«Pour la campagne agricole 2016, les deux périmètres rizicoles de Kaédi, PPGI et PPGII, qui couvrent plus de 3000 hectares et qui constituent l’unique source de revenus de la majorité de cette ville située au sud de la Mauritanie, au bord du fleuve Sénégal, n’ont pas été exploités. Cette situation expose environ 15 000 ménages à une crise alimentaire… ».
C’est le cri d’alarme lancé samedi 05 février à Nouakchott par des exploitants de ces périmètres accompagnés par le réseau des organisations nationales mauritaniennes pour la sécurité alimentaire (ROSA) partenaire d’Oxfam Intermoon et de la Coopération espagnole.

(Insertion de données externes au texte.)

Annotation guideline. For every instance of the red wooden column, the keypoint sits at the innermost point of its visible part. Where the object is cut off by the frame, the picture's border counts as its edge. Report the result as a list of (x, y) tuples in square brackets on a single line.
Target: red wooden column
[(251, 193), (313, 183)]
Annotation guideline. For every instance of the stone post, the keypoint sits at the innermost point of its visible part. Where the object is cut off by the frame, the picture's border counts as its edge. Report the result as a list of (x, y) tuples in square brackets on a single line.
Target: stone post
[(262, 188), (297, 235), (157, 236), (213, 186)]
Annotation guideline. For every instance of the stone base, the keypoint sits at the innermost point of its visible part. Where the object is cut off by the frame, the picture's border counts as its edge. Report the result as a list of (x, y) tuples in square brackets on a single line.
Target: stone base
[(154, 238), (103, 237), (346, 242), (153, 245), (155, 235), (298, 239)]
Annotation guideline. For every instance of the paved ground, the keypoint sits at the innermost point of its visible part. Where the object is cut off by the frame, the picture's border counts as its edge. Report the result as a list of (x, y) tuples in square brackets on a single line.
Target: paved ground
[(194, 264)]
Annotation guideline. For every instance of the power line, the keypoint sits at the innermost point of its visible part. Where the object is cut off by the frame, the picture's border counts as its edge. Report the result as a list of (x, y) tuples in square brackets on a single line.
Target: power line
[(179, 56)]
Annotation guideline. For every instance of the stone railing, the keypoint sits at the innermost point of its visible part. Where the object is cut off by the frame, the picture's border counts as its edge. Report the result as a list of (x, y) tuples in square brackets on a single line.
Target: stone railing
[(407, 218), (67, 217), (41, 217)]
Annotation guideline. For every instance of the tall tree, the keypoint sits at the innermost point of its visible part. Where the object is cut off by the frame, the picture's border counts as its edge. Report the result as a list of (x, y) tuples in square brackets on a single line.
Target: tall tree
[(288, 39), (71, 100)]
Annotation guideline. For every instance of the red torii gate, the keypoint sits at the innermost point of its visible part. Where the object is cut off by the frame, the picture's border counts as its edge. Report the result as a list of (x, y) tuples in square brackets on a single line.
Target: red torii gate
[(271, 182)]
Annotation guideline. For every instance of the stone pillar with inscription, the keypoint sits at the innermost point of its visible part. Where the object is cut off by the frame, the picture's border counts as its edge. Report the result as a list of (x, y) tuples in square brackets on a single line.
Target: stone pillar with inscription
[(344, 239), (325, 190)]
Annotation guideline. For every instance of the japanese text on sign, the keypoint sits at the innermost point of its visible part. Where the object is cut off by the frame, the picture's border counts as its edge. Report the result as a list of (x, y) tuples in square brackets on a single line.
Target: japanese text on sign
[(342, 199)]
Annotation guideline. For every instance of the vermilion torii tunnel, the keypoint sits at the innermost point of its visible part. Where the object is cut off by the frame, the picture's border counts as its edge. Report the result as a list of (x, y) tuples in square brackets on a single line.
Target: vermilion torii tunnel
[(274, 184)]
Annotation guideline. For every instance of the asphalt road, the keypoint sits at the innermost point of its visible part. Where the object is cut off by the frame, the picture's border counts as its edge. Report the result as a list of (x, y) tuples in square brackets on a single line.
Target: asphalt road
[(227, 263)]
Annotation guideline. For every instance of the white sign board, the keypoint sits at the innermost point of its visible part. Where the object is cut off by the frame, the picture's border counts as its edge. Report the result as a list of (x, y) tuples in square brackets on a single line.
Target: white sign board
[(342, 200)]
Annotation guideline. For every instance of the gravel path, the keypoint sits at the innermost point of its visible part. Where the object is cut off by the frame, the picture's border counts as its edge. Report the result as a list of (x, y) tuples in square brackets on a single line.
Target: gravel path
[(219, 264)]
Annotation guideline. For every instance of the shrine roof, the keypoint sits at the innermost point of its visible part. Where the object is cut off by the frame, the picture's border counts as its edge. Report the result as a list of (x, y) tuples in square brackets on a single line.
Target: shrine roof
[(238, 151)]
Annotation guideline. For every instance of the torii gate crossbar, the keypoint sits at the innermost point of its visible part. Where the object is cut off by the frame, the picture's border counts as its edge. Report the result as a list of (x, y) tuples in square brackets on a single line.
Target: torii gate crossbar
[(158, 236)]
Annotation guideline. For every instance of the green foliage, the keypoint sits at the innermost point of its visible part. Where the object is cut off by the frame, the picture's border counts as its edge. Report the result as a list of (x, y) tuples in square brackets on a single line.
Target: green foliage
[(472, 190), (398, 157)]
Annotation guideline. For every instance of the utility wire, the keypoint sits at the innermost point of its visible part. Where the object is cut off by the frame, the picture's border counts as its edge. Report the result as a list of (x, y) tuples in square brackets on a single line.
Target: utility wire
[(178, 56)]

Les exploitants demandent une aide d’urgence pour faire face à cette crise. Cette situation, préviennent les exploitants, « peut menacer la cohésion sociale sans une aide d’urgence. »
Les exploitants lancent un appel pour « une assistance alimentaire et pastorale d’urgence aux populations directement touchées à Kaédi, Djewol, Ganki, LEXEIBA…Une campagne de contre saison d’urgence prenant en compte la dimension familiale des exploitations rizicoles et l’organisation d’une rencontre entre les représentants des paysans et les hautes autorités pour faciliter la mise en œuvre de ces mesures. »
L’objectif de cette alerte est, selon Baliou Coulibaly, exploitant, « d’amener l’opinion nationale à comprendre la situation dramatique des paysans qui sont souvent taxés de mauvais payeurs, de paresseux bénéficiant de financements. » Depuis presque 20 ans, ajoute-t-il «l’agriculture ne nourrit pas son homme dans cette zone. » Ainsi « en 1978 les paysans récoltaient jusqu'à 08 tonnes par hectares. Actuellement, ils trouvent en moyenne, à peine trois tonnes par hectares. »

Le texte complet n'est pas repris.